L’olio del frutto della palma viene ampiamente impiegato nell’industria cosmetica, alimentare e nella produzione di biocarburanti.
L’espansione delle piantagioni di palma da olio nelle foreste torbiere indonesiane viene praticata drenando il terreno con un reticolo di canali. Questi vengono inizialmente impiegati come via per il trasporto dei tronchi di valore commerciale rimossi dalla foresta, quindi vengono svuotati per far defluire l’acqua e prosciugare il terreno. Malgrado questa pratica sia vietata, la biomassa residua viene normalmente rimossa con il fuoco immettendo nell’atmosfera immani quantità di CO2.
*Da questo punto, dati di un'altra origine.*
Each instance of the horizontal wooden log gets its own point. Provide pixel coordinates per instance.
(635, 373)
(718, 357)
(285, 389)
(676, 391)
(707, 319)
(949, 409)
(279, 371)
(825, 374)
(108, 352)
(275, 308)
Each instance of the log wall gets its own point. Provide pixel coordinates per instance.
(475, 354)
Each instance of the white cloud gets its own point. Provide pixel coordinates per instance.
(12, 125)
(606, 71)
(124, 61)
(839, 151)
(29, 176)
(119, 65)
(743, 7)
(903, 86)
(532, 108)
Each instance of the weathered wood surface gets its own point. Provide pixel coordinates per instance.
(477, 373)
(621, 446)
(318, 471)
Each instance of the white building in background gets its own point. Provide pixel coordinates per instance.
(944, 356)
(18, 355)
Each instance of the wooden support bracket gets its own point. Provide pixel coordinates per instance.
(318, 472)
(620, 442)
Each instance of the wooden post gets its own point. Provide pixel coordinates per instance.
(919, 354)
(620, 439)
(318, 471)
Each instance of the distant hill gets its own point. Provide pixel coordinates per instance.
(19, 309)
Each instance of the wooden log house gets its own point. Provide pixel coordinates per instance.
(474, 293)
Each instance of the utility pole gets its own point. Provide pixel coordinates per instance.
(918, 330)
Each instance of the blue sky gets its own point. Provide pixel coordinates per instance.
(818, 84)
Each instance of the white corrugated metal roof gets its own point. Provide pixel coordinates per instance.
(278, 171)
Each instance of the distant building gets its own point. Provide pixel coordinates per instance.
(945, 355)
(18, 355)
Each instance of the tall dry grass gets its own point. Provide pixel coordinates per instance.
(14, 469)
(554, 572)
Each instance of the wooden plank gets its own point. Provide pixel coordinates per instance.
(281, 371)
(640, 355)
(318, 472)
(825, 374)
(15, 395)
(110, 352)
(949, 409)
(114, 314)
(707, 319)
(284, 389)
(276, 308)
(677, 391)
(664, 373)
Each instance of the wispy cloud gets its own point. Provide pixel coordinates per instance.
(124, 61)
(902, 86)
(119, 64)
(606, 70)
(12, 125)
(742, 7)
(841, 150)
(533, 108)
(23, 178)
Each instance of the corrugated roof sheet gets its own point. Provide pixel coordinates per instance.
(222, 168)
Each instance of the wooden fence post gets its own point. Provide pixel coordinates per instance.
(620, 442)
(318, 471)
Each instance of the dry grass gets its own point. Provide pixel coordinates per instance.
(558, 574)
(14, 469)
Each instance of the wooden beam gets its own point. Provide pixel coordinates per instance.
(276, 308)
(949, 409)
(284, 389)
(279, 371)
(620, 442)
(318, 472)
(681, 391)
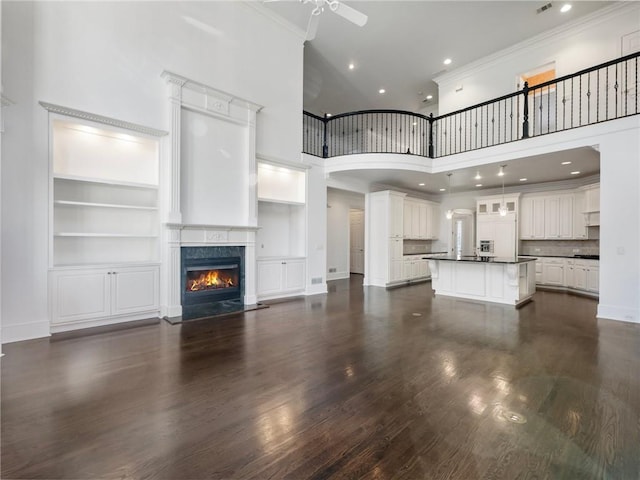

La foto sopra mostra una colata di dieci tonnellate di olio, finite in mare, in Colombia, a causa di una valvola chiusa male in un impianto di lavorazione.
I portavoce dell’azienda sostengono che non sarebbero affatto nocive e che non avrebbero alcuna conseguenza sull’ecosistema marino, ma i pescatori del luogo hanno affermato di aver visto molti pesci morti galleggiare sull’acqua.
Un’industria che non può certo essere fermata, dal momento che ne va dell’economia di molti Paesi in via di sviluppo.
Quello che andrebbe cambiato è il modo di sfruttare le risorse. Non ci può proprio essere un equilibrio tra profitto industriale ed impatto ambientale? Trovarlo è la chiave della risoluzione ai problemi ecologici attuali. Uno sforzo che dovrebbe vedere unite non solo associazioni di attivismo ambientale come Greenpeace, ma soprattutto le istituzioni, le nazioni ed i singoli cittadini, che non vogliono un clima fritto.
enone 18 Maggio 2008 il 12:28 am
La Foto Della Costa E’ Inquietante!
…Io Ci Manderei I Dirigenti Di Queste Multinazionali A Farsi Un Bel Bagno!
Anonimo 19 Maggio 2008 il 12:31 am
dicono che non sia inquinante, ma i pesci muoiono: non saranno mica intolleranti alla soia?